Let’s start with a recognition that, no matter what industry commentators and certain senior home office executives might say publicly, super OSJs are fairly common at most IBDs, and many IBDs provide to their super OSJs a payout as high as 98 percent.

It’s also not uncommon for these same IBDs to give the average advisor who affiliates directly under its home office a much lower payout of 90 percent. If this advisor works through a super OSJ, then the IBD may keep only 2 percent of the advisor’s revenue instead of 10 percent. Meanwhile, the advisor might get a 92 percent payout from the super OSJ, which keeps just 6 percent of the advisor’s revenue. From the advisor’s perspective, what sounds like the better deal?

This example, based on fairly common numbers across the industry, highlights the profitability conflict for IBDs.

Based on these numbers alone, the IBD would be far more profitable if the advisor affiliated directly with the IBD directly instead of through the super OSJ. Yet, there’s another factor to consider—super OSJs are typically advisor-recruiting machines for IBDs.

The high number of new advisors, and therefore new revenue from clients, that super OSJs attract come with net new profit for IBDs that otherwise would struggle to meet their targets.

Value-Add

Once we accept that super-OSJs continue to deliver a compelling payout story relative to direct home office affiliation for most advisors, let’s look at the broader value-add issue.

Under the current trajectory of the post-DOL-rule regulatory landscape, it seems very clear that, contrary to the industry doomsayers, super OSJs will continue to add value. And the simple reason why is because most super-OSJs that are strong and growing enjoy their present circumstances because they provide services most IBDs simply can’t provide to advisors on their own.

In fact, beyond payouts-based margin considerations, there are three main value-add benefits that strong and growing super OSJs continue to deliver to advisors, that IBDs continue to experience challenges in replicating on their own for all of their potential recruits:

• Super-OSJs are generally regionally based, providing face-to-face camaraderie among advisors in what can feel like an isolating business. 

• Many super OSJs offer support for administrative, operations, onboarding, marketing and research teams that advisors leverage as part of their own services to clients. 

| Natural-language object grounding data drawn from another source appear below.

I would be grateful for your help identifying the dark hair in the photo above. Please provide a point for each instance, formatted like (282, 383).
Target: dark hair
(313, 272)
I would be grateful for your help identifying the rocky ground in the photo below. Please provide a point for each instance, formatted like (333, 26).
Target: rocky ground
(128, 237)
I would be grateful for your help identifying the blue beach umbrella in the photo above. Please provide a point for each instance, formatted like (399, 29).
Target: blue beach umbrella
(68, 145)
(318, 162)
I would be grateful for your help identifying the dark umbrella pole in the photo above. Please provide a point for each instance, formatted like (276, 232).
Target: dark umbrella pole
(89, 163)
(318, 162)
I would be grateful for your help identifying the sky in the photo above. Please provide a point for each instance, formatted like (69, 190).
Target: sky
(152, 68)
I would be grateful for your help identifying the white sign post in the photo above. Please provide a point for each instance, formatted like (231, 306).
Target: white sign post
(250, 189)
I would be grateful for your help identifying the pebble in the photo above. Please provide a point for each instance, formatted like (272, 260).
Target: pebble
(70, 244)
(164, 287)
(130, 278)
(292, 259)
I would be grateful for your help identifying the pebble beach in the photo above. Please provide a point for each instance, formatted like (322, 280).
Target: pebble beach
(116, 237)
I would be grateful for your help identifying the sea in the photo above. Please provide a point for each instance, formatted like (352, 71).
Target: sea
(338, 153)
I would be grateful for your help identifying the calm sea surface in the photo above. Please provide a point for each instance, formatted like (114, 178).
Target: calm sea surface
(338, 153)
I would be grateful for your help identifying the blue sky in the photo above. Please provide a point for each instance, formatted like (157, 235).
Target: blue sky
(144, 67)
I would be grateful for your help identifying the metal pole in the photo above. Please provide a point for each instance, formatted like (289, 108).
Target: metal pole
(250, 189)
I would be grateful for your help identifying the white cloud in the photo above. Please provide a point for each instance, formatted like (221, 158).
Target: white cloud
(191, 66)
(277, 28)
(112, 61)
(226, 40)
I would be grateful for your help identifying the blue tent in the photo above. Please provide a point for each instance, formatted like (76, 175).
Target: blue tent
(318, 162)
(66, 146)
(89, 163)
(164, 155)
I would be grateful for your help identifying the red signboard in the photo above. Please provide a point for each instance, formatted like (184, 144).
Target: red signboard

• The size of a super OSJ grants their advisors better access to senior leadership at the IBD. This accelerates problem solving and minimizes bureaucratic confusion for advisors.

Decision Time

Super OSJs and their advisors should approach future strategy by acknowledging that, to be sure, not all super OSJs will thrive in the future, but the most successful organizations in this space will be those that actively build the best possible infrastructure to create sustained value-add to advisors. Training programs, succession planning and access to third-party vendors at more competitive price points are a good place to start.

At the same time, this is a good time for super-OSJ groups to recognize that mere “recruiting” campaigns fail to produce the best long-term fit in many cases. Super OSJs fixated on adding as many advisors as possible tend to overlook the specific personality, book of business and career goals of each recruit. This could ultimately result in a high churn rate that vexes the IBD and hurts the super OSJ’s broader reputation. A more consultative approach that focuses on compatibility and a smooth onboarding process that sets the advisors up for success could mark the real difference between success and failure in the future for super OSJs.

Is a significant shakeout going to happen in the foreseeable future for super OSJs? 

Yes, but only in the sense that the industry is heading for a broader shakeout for many firms of all business models across the board — not just super OSJs.

The bottom line needs to be about more than the bottom line. Super OSJs, IBDs and any other kind of business in the independent financial advice needs to offer more than a pure margin play for experienced and successful advisors to grow and succeed over the long run.

Jeff Nash is the CEO of BridgeMark Strategies, a strategy consultancy providing advisor transition solutions, executive recruiting and M&A advisory services for the independent financial advice industry.